RSoC 2025: Implementing Unix Domain Sockets
By Ibuki Omatsu on
Hello everyone! I’m Ibuki Omatsu, and as part of my RSoC project, I’m currently working on implementing Unix Domain Sockets (UDS) in Redox OS.
UDS are a way for processes on the same machine to communicate with each other. They’re similar to network sockets, but instead of using IP addresses and ports, they use the filesystem as their connection addressing. This allows for faster communication between processes, as there is no need to go through the network stack.
But here’s the challenge: Redox OS has its own unique design called “Schemes and Resources”. From files (/scheme/file/path/to/file
) to network connections (/scheme/tcp/127.0.0.1/3000
), every resource has its own scheme-rooted paths.
So, my first big question was: how do you fit a classic Unix feature like a socket file into this elegant, Plan 9-like with Unix-style paths world?
In this post, we’ll explore how I adapted UDS to the “Redox way” of thinking. Then, we’ll take a deep dive into file descriptor (FD) passing, one of the most powerful features of UDS, and see how the sendmsg
and recvmsg
functions are implemented using the SYS_CALL
interface.
Design Issues: Adapting Unix Domain Sockets to Redox
Schemes and Resources
“An essential design choice made for Redox is to refer to resources using scheme-rooted paths” from Schemes and Resources
In Redox, resources are accessed by Scheme-rooted Path, for example, a file is accessed by /scheme/file/path/to/file
, and a network connection is accessed by /scheme/tcp/127.0.0.1/3000
.
Question: How to express Socket in Redox?

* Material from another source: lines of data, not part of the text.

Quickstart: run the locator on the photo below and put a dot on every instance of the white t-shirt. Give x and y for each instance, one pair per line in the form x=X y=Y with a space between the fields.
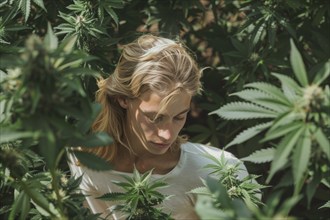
x=185 y=176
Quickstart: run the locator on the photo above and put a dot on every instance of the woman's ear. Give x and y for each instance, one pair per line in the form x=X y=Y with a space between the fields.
x=123 y=102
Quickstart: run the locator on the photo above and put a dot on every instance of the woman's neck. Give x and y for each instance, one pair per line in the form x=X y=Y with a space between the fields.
x=161 y=164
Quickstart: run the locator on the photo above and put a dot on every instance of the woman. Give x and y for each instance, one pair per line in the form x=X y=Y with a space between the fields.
x=145 y=103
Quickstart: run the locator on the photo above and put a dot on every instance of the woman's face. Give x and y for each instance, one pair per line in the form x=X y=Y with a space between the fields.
x=149 y=133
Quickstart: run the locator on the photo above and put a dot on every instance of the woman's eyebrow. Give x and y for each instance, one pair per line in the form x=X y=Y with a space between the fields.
x=154 y=113
x=184 y=111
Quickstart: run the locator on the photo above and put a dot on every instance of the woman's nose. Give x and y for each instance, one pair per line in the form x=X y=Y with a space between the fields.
x=165 y=133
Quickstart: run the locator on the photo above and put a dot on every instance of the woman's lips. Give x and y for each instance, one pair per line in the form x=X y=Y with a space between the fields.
x=161 y=145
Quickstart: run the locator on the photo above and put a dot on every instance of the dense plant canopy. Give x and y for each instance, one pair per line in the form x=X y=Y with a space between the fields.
x=266 y=99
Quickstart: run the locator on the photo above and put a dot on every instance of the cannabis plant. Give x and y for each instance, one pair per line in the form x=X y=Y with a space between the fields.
x=225 y=177
x=44 y=110
x=295 y=120
x=139 y=197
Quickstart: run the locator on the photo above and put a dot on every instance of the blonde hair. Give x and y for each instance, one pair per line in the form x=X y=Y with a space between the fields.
x=151 y=63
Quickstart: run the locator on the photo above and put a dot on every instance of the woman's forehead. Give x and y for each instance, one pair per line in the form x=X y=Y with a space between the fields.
x=151 y=102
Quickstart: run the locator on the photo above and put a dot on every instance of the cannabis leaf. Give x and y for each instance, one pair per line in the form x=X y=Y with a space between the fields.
x=139 y=197
x=294 y=113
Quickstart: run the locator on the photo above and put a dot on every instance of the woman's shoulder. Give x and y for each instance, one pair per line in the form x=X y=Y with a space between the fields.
x=196 y=149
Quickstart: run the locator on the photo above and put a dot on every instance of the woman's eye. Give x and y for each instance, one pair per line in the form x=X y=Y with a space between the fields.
x=180 y=118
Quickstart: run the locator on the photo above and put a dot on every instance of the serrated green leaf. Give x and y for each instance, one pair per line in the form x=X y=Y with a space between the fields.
x=113 y=196
x=244 y=110
x=249 y=133
x=92 y=161
x=25 y=207
x=326 y=205
x=290 y=88
x=323 y=142
x=200 y=190
x=300 y=159
x=41 y=4
x=323 y=74
x=285 y=119
x=283 y=150
x=17 y=204
x=26 y=8
x=112 y=13
x=262 y=99
x=298 y=65
x=312 y=186
x=261 y=156
x=271 y=90
x=50 y=41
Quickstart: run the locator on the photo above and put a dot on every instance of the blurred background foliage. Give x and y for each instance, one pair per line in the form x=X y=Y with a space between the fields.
x=48 y=85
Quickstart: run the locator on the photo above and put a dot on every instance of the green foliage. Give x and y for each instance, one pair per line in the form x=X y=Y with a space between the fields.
x=244 y=44
x=139 y=197
x=43 y=104
x=300 y=115
x=232 y=190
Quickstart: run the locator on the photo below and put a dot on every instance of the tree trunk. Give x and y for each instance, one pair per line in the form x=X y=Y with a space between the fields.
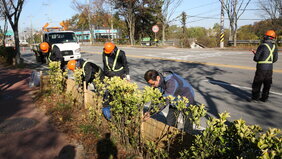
x=235 y=34
x=17 y=44
x=163 y=34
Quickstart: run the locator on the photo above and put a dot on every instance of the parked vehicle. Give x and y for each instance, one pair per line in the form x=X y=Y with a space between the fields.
x=65 y=40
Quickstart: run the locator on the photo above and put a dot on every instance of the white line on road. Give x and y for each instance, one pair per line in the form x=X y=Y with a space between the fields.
x=233 y=85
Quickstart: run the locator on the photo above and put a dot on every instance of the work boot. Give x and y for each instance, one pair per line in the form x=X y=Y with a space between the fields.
x=253 y=100
x=263 y=99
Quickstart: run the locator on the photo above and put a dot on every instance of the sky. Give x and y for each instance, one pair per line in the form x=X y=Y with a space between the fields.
x=203 y=13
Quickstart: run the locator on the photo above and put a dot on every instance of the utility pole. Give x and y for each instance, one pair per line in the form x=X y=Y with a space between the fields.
x=89 y=22
x=222 y=25
x=32 y=38
x=112 y=25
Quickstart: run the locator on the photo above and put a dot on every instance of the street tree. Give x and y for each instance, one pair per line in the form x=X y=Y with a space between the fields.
x=272 y=8
x=12 y=10
x=234 y=10
x=128 y=9
x=148 y=15
x=168 y=9
x=5 y=27
x=88 y=10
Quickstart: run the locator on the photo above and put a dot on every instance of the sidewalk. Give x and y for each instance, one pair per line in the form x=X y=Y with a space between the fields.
x=25 y=132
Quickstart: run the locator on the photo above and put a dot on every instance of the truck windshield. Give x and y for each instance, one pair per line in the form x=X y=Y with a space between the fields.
x=62 y=37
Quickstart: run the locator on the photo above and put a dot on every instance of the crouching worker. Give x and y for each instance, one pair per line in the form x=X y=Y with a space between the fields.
x=89 y=70
x=170 y=84
x=115 y=62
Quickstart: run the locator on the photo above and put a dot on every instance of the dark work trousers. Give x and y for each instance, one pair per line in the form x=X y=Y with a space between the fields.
x=171 y=116
x=171 y=119
x=261 y=77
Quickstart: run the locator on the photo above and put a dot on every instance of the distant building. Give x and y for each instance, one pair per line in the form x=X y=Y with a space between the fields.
x=98 y=34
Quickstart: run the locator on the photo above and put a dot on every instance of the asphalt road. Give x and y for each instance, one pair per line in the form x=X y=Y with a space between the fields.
x=222 y=79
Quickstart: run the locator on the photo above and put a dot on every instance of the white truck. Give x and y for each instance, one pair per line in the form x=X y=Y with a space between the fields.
x=66 y=41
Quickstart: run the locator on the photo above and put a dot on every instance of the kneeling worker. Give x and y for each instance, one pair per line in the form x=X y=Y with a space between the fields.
x=89 y=69
x=170 y=83
x=114 y=61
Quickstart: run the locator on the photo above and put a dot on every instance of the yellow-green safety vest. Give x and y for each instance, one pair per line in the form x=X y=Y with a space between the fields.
x=270 y=55
x=50 y=53
x=114 y=64
x=84 y=66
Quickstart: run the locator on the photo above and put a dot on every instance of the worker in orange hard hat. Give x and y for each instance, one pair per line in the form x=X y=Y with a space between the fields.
x=55 y=54
x=265 y=56
x=89 y=70
x=44 y=50
x=115 y=62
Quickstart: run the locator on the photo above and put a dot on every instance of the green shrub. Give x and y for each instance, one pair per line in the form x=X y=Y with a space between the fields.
x=57 y=77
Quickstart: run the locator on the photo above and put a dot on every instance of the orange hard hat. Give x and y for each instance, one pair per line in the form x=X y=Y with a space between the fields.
x=44 y=47
x=109 y=47
x=71 y=65
x=270 y=33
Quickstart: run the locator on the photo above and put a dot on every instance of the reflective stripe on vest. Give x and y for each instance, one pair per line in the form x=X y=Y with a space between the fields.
x=83 y=68
x=270 y=55
x=114 y=64
x=99 y=72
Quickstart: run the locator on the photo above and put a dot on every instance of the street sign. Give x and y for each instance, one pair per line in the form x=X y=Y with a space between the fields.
x=155 y=29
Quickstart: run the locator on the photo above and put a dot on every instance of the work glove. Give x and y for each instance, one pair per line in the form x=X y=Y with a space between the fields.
x=127 y=77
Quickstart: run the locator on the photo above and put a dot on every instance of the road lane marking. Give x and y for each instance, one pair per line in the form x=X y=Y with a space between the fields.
x=237 y=86
x=193 y=62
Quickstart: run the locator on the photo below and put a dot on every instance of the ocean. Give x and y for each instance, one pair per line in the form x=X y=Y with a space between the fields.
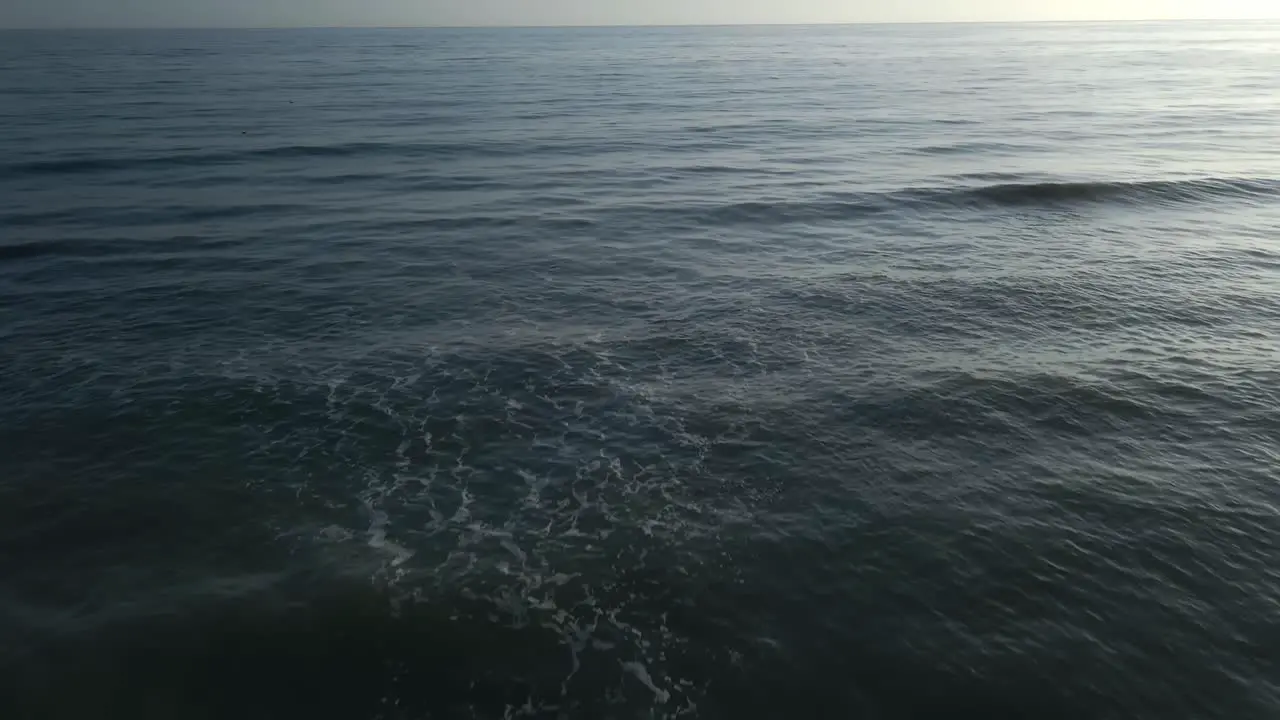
x=883 y=372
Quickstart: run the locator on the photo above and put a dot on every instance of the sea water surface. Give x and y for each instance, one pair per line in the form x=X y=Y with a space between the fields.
x=919 y=372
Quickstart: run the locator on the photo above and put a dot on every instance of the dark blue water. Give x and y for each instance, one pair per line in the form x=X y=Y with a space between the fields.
x=855 y=373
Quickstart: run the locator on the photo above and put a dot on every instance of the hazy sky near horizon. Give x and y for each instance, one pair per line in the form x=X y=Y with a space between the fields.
x=287 y=13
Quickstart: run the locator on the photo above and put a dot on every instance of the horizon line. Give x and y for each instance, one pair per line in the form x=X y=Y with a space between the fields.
x=625 y=26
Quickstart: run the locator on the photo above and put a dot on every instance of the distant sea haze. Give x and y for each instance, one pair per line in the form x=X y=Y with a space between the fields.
x=886 y=373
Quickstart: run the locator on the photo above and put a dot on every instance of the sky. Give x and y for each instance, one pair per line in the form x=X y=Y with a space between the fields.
x=310 y=13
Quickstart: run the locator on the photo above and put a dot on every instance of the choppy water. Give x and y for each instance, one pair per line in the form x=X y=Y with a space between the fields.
x=853 y=372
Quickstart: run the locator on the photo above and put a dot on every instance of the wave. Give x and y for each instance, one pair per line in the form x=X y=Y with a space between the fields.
x=1134 y=192
x=1002 y=196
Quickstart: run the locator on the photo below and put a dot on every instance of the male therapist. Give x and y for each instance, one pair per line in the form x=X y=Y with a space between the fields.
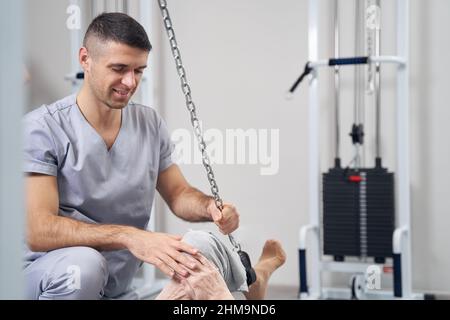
x=93 y=161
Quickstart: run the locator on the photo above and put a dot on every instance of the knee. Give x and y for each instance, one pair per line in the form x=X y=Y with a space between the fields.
x=201 y=240
x=208 y=245
x=84 y=277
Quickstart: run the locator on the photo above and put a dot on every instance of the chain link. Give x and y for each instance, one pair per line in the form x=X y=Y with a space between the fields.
x=192 y=110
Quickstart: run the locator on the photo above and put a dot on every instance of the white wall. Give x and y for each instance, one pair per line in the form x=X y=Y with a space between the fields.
x=241 y=57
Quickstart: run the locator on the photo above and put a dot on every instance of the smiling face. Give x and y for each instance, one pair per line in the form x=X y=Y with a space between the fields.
x=112 y=71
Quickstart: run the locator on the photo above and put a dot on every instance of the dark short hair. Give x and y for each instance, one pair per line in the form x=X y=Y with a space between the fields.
x=118 y=27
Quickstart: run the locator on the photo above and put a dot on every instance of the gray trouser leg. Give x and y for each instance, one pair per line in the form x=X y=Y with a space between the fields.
x=226 y=260
x=68 y=273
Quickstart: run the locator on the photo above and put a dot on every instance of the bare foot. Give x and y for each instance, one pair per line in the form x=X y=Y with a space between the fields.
x=272 y=257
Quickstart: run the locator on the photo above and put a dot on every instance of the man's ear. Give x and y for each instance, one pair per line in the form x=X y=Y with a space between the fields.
x=84 y=58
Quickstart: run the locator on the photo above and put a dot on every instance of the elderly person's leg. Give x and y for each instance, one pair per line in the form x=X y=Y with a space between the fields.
x=68 y=273
x=272 y=257
x=204 y=283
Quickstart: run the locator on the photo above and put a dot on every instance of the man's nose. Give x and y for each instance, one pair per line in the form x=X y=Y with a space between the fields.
x=129 y=79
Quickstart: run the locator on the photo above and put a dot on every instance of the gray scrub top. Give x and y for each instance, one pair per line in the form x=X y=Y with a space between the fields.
x=96 y=185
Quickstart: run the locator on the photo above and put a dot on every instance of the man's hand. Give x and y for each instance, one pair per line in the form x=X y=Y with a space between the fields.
x=227 y=220
x=164 y=251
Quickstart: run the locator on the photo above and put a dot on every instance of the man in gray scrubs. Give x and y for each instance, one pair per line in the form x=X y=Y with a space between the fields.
x=93 y=161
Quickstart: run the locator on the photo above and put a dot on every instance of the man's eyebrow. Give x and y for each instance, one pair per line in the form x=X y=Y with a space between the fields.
x=121 y=65
x=117 y=65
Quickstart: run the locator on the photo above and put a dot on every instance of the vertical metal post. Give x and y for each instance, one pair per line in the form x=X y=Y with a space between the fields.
x=403 y=179
x=11 y=183
x=313 y=151
x=336 y=78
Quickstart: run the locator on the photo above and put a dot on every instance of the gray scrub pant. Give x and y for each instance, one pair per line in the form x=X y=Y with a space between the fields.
x=82 y=272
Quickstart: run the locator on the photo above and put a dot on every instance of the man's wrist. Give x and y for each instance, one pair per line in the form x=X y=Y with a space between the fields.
x=125 y=236
x=210 y=204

In Linux, a socket is represented by a socket file, such as /tmp/mysocket.sock
.
For Redox, we considered two main ideas: representing a socket through the existing file
scheme or creating a new, dedicated scheme like uds
.
In the first case, the approach would be very similar to other operating systems: we would need to implement special UDS handling directly within RedoxFS.
In the second case, we implement a new scheme for handling sockets, which is similar to how tcp
and udp
schemes work. We create a new special scheme called uds
and implement special process to handle UDS.
Decision: Why I Choose a New uds Scheme
I decided to implement a new uds
scheme and handle it within ipcd (the Inter-Process Communication Daemon).
While using the existing file
scheme would have been closer to traditional Unix, sockets have a unique lifecycle—bind
, listen
, accept
, connect
—that is very different from standard file operations. Mixing this special logic into redoxfs (the file system daemon) would complicate its code and violate the clean separation of concerns.
Creating a dedicated uds
scheme felt more natural.
- Clarity: It keeps socket-specific logic contained within a dedicated daemon (ipcd).
- Maintainability: redoxfs can focus on being a great file system, and ipcd can focus on being great at IPC.
- Elegance: It follows the same pattern as
tcp
andudp
, creating a consistent and predictable architecture for developers.
This approach truly embraces the Redox philosophy.
How FD (file descriptor) passing works
With UDS, processes can send FDs over the socket. This allows them to share resources like files or even other sockets. FD passing is a powerful feature used in many applications, such as the Wayland protocol.
A Classic Example: The Logging Daemon
Let’s imagine a secure logging system with two types of processes:
- A Logging Daemon (Privileged): This process runs with high privileges. It’s the only process on the system allowed to open the main log file, for example,
/var/log/app.log
. - Worker Processes (Unprivileged): These are regular application processes with limited permissions. They should be able to write logs, but they must not be able to read the log file or access any other files in
/var/log/
.
Without FD passing, this is tricky. You might have to make the log file world-writable, which is a huge security risk.
With FD passing, the solution is both elegant and secure:
- The privileged Logging Daemon starts up and opens
/var/log/app.log
, getting a FD for it. - A worker process needs to write a log, connects to the Logging Daemon via a UDS.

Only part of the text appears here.